The international date line (yellow line) defines the boundary between calendar dates. Photo: NOAA
On Earth, the Sun is constantly rising and falling on the horizon. So where does the first sunrise of the day happen? From a physics perspective, there's really no "first" dawn, according to Cameron Hummels, a postdoctoral researcher specializing in theoretical astrophysics at the California Institute of Technology. There's just a continuous sequence of dawns going farther and farther west - no real first or last.
However, to keep track of time, humans have established a system of time zones and the International Date Line (IDL) - an imaginary line on Earth that marks where one day ends and the next begins. head. "So, by agreement, the 'first' dawn of the day takes place at the international date line," Hummels explains.
The IDL passes through the middle of the Pacific Ocean, mainly running along the 180 degree meridian. The line is mostly straight, but has some twists and turns to avoid dividing a country into two time zones, or for political and economic reasons. For example, the IDL juts out nearly 3,200 km east through Kiribati, a nation of scattered islands at the equator. Kiribati has the earliest time zone on Earth, UTC +14 (Vietnam has time zone UTC +7).
"Most of the year, for example near the equinox (the time when the Earth's equator passes through the center of the Sun), Kiribati will see the first sunrise of the day," Hummel said. Specifically, the uninhabited Millennium island at the easternmost tip of Kiribati is often the first place on Earth to see dawn.
However, this is not always true. The Earth is tilted slightly by 23.5 degrees, so the way sunlight hits the blue planet during the year also changes. On the southern summer solstice and the north winter solstice (December 21 or 22), the Sun "prefers" to illuminate the Tropic of Cancer in the Southern Hemisphere, the South Pole and much of Antarctica being illuminated 24 hours a day.
"But if it moves above 66.6 degrees South, the Sun will dip below the horizon briefly before rising again a few minutes after midnight," Hummels said. Young Island in the Southern Ocean will sometimes see its first sunrise in the days around the solstice (when the Sun is furthest north or south of the equator), including January 1.
However, the probability of catching a sunset on this uninhabited island is only about 10% to 15%, according to the US Naval Observatory.
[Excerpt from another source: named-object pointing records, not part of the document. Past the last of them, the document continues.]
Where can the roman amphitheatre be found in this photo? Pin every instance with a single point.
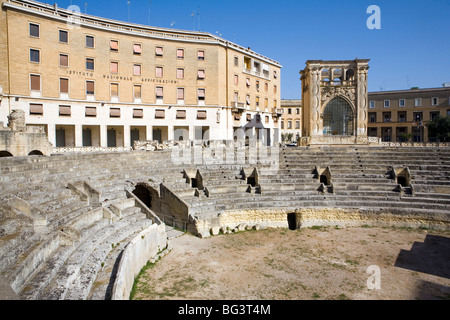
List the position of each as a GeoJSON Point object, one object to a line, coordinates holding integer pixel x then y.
{"type": "Point", "coordinates": [297, 223]}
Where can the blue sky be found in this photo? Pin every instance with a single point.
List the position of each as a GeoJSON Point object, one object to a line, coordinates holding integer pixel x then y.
{"type": "Point", "coordinates": [412, 48]}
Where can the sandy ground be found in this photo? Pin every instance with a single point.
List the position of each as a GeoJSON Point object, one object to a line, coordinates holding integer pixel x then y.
{"type": "Point", "coordinates": [313, 263]}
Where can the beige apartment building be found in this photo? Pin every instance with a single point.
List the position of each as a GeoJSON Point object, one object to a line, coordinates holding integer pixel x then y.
{"type": "Point", "coordinates": [90, 81]}
{"type": "Point", "coordinates": [291, 119]}
{"type": "Point", "coordinates": [402, 115]}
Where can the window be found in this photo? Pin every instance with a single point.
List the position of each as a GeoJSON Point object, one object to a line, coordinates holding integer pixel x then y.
{"type": "Point", "coordinates": [36, 108]}
{"type": "Point", "coordinates": [89, 42]}
{"type": "Point", "coordinates": [137, 70]}
{"type": "Point", "coordinates": [201, 114]}
{"type": "Point", "coordinates": [159, 51]}
{"type": "Point", "coordinates": [114, 112]}
{"type": "Point", "coordinates": [137, 48]}
{"type": "Point", "coordinates": [63, 85]}
{"type": "Point", "coordinates": [89, 64]}
{"type": "Point", "coordinates": [64, 111]}
{"type": "Point", "coordinates": [137, 91]}
{"type": "Point", "coordinates": [90, 85]}
{"type": "Point", "coordinates": [35, 82]}
{"type": "Point", "coordinates": [201, 74]}
{"type": "Point", "coordinates": [417, 102]}
{"type": "Point", "coordinates": [417, 116]}
{"type": "Point", "coordinates": [34, 30]}
{"type": "Point", "coordinates": [90, 112]}
{"type": "Point", "coordinates": [201, 94]}
{"type": "Point", "coordinates": [159, 93]}
{"type": "Point", "coordinates": [180, 94]}
{"type": "Point", "coordinates": [35, 55]}
{"type": "Point", "coordinates": [114, 67]}
{"type": "Point", "coordinates": [114, 90]}
{"type": "Point", "coordinates": [138, 113]}
{"type": "Point", "coordinates": [63, 60]}
{"type": "Point", "coordinates": [434, 114]}
{"type": "Point", "coordinates": [180, 53]}
{"type": "Point", "coordinates": [159, 72]}
{"type": "Point", "coordinates": [181, 114]}
{"type": "Point", "coordinates": [114, 45]}
{"type": "Point", "coordinates": [159, 114]}
{"type": "Point", "coordinates": [63, 36]}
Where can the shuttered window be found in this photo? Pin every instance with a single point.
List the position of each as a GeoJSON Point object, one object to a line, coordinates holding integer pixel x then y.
{"type": "Point", "coordinates": [114, 67]}
{"type": "Point", "coordinates": [114, 45]}
{"type": "Point", "coordinates": [180, 93]}
{"type": "Point", "coordinates": [63, 60]}
{"type": "Point", "coordinates": [201, 94]}
{"type": "Point", "coordinates": [35, 82]}
{"type": "Point", "coordinates": [137, 48]}
{"type": "Point", "coordinates": [137, 70]}
{"type": "Point", "coordinates": [91, 111]}
{"type": "Point", "coordinates": [63, 85]}
{"type": "Point", "coordinates": [89, 64]}
{"type": "Point", "coordinates": [159, 114]}
{"type": "Point", "coordinates": [90, 85]}
{"type": "Point", "coordinates": [201, 74]}
{"type": "Point", "coordinates": [137, 91]}
{"type": "Point", "coordinates": [180, 73]}
{"type": "Point", "coordinates": [138, 113]}
{"type": "Point", "coordinates": [159, 72]}
{"type": "Point", "coordinates": [36, 108]}
{"type": "Point", "coordinates": [181, 114]}
{"type": "Point", "coordinates": [114, 89]}
{"type": "Point", "coordinates": [201, 114]}
{"type": "Point", "coordinates": [34, 30]}
{"type": "Point", "coordinates": [159, 51]}
{"type": "Point", "coordinates": [159, 93]}
{"type": "Point", "coordinates": [114, 112]}
{"type": "Point", "coordinates": [64, 111]}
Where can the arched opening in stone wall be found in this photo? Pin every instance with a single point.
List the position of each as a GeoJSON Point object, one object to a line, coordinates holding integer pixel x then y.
{"type": "Point", "coordinates": [35, 153]}
{"type": "Point", "coordinates": [338, 118]}
{"type": "Point", "coordinates": [5, 153]}
{"type": "Point", "coordinates": [144, 195]}
{"type": "Point", "coordinates": [324, 179]}
{"type": "Point", "coordinates": [292, 221]}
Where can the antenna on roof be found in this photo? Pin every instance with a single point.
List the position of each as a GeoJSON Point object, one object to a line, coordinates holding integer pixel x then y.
{"type": "Point", "coordinates": [149, 6]}
{"type": "Point", "coordinates": [129, 4]}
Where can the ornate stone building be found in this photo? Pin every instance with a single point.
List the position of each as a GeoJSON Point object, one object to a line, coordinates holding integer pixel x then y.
{"type": "Point", "coordinates": [335, 102]}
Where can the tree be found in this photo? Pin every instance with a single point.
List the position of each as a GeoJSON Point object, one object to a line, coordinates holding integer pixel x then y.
{"type": "Point", "coordinates": [439, 128]}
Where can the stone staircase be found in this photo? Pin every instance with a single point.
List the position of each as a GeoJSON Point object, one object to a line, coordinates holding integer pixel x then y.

The light refraction effect of Earth's atmosphere is so strong that one can continue to see sunlight on Young Island after the Sun has dropped below the horizon, preventing true sunset or sunrise. When this happens, the Dibble Glacier peninsula, on the coast of Antarctica, will see the first sunrise of the day at the solstice.
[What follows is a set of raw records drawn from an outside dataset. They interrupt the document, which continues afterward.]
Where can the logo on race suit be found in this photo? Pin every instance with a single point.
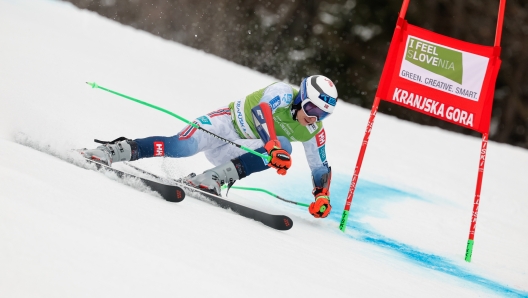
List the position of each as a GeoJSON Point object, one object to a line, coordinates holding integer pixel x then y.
{"type": "Point", "coordinates": [320, 138]}
{"type": "Point", "coordinates": [275, 102]}
{"type": "Point", "coordinates": [159, 149]}
{"type": "Point", "coordinates": [312, 127]}
{"type": "Point", "coordinates": [287, 98]}
{"type": "Point", "coordinates": [240, 117]}
{"type": "Point", "coordinates": [204, 120]}
{"type": "Point", "coordinates": [322, 153]}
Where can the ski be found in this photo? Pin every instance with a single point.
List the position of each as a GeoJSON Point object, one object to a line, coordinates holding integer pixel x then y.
{"type": "Point", "coordinates": [169, 192]}
{"type": "Point", "coordinates": [278, 222]}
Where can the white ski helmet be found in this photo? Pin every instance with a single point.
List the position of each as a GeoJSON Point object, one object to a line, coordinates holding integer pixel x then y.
{"type": "Point", "coordinates": [318, 96]}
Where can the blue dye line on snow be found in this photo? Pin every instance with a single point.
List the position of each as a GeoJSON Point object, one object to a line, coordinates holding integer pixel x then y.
{"type": "Point", "coordinates": [368, 198]}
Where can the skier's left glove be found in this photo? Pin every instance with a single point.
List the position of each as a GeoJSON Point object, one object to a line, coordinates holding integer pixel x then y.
{"type": "Point", "coordinates": [321, 207]}
{"type": "Point", "coordinates": [280, 158]}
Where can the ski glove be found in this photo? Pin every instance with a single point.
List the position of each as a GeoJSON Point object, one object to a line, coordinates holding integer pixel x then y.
{"type": "Point", "coordinates": [280, 158]}
{"type": "Point", "coordinates": [321, 207]}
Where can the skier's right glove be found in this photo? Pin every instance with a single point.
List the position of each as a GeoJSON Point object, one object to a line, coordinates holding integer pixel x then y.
{"type": "Point", "coordinates": [280, 158]}
{"type": "Point", "coordinates": [321, 207]}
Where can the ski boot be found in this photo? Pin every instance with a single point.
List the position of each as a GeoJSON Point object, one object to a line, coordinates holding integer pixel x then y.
{"type": "Point", "coordinates": [118, 150]}
{"type": "Point", "coordinates": [212, 180]}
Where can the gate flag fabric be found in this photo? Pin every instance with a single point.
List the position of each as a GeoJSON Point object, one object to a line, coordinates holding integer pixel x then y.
{"type": "Point", "coordinates": [440, 76]}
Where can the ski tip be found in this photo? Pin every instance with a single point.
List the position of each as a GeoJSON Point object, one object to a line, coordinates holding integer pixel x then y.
{"type": "Point", "coordinates": [92, 84]}
{"type": "Point", "coordinates": [285, 223]}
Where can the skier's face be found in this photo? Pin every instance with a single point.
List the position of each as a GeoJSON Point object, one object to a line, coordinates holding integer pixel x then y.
{"type": "Point", "coordinates": [304, 119]}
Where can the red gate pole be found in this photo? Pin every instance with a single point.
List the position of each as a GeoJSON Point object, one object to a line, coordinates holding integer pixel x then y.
{"type": "Point", "coordinates": [344, 217]}
{"type": "Point", "coordinates": [482, 161]}
{"type": "Point", "coordinates": [483, 150]}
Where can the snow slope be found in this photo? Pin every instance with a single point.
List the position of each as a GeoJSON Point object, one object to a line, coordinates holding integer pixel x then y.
{"type": "Point", "coordinates": [70, 232]}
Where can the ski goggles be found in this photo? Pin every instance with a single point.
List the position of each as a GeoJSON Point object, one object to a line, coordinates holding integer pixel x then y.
{"type": "Point", "coordinates": [311, 110]}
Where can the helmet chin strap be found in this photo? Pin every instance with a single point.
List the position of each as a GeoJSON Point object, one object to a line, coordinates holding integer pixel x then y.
{"type": "Point", "coordinates": [296, 106]}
Around the northern summer solstice and the south winter solstice (June 20 - June 22), the Sun shines more directly into the Northern Hemisphere than the Southern Hemisphere. So the first dawn will deviate to the north. "The international date line winds its way between Russia and Alaska, passing through the Bering Strait. It divides the two islands of the Diomede Archipelago. In the weeks leading up to June 21, the Great Diomede Island saw the world's first sunrise." , Hummels said.